Reg Presley, lead singer with The Troggs, has suffered a stroke.His family said Reg, 68, was playing with his grandchildren on holiday in Spain when he had to be taken to hospital in Malaga. Brenda, his wife for 48 years, said: "It was very frightening. He had a serious stroke and was in hospital for a week.He is recuperating and is back in our house in Spain, but he won't be back in the UK for a while. "Reg is still very unsteady on his feet and he has double vision and his speech is still a bit slurred. We are taking one day at a time." Reg, whose biggest hits with The Troggs were Wild Thing and Love Is All Around, was still active with the band. A gig scheduled for a few weeks' time at Liskeard, Cornwall, has been cancelled.

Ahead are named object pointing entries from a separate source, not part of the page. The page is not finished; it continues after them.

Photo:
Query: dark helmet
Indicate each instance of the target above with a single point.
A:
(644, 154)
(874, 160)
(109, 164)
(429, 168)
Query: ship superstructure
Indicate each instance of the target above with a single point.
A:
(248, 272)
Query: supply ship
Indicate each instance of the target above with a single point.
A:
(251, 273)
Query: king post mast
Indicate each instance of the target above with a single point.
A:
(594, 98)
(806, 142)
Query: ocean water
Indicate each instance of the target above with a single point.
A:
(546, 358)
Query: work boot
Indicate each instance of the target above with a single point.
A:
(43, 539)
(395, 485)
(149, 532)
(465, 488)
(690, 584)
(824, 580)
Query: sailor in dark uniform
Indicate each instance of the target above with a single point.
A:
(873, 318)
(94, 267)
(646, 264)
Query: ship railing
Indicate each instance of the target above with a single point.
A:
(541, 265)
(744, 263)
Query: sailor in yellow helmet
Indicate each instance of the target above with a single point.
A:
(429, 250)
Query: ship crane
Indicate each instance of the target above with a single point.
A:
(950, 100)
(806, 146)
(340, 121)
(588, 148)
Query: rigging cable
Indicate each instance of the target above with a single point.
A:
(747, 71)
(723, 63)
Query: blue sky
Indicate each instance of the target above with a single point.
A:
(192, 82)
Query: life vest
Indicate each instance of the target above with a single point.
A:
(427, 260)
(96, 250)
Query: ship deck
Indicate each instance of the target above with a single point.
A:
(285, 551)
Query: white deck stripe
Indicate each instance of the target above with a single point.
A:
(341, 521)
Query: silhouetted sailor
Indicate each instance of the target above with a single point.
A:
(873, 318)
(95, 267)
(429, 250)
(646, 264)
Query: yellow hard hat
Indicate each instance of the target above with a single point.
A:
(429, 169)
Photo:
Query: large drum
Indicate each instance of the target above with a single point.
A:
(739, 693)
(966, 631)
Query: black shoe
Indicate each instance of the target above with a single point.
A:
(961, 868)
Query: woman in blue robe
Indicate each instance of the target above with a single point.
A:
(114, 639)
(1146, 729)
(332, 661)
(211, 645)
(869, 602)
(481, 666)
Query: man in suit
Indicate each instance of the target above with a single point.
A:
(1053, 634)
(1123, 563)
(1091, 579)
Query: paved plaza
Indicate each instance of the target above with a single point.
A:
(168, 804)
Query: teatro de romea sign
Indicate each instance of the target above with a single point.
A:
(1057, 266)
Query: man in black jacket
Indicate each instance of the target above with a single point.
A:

On this day 18th September 1960-1965.

On 18/09/1960 the number one single was Apache - The Shadows and the number one album was Down Drury Lane to Memory Lane - A Hundred and One Strings. The top rated TV show was No Hiding Place (AR) and the box office smash was Psycho. A pound of today's money was worth £13.68 and Tottenham Hotspur were on the way to becoming the Season's Division 1 champions.

On 18/09/1961 the number one single was Johnny Remember Me - John Leyton and the number one album was Ipswich Town. The top rated TV show was "Coronation Street (Granada) and the box office smash was One Hundred and One Dalmations. A pound of today's money was worth £13.25 UN Sec General killed in plane crash. The big news story of the day was Take Your Pick (AR)".

On 18/09/1962 the number one single was She's Not You - Elvis Presley and the number one album was West Side Story Soundtrack. The top rated TV show was Coronation Street (Granada) and the box office smash was Lawrence of Arabia. A pound of today's money was worth £12.89 and Everton were on the way to becoming the Season's Division 1 champions.

On 18/09/1963 the number one single was She Loves You - The Beatles and the number one album was Please Please Me - The Beatles. The top rated TV show was Coronation Street (Granada) and the box office smash was The Great Escape. A pound of today's money was worth £12.64 and Liverpool were on the way to becoming the Season's Division 1 champions.

On 18/09/1964 the number one single was You Really Got Me - Kinks and the number one album was A Hard Day's Night - Beatles. The top rated TV show was Coronation Street (Granada) and the box office smash was Dr Strangelove. A pound of today's money was worth £12.24 and Manchester United were on the way to becoming the Season's Division 1 champions.

On 18/09/1965 the number one single was (I Can't Get No) Satisfaction - Rolling Stones and the number one album was Help - The Beatles. The top rated TV show was Coronation Street (Granada) and the box office smash was The Sound of Music. A pound of today's money was worth £11.69 and Liverpool were on the way to becoming the Season's Division 1 champions.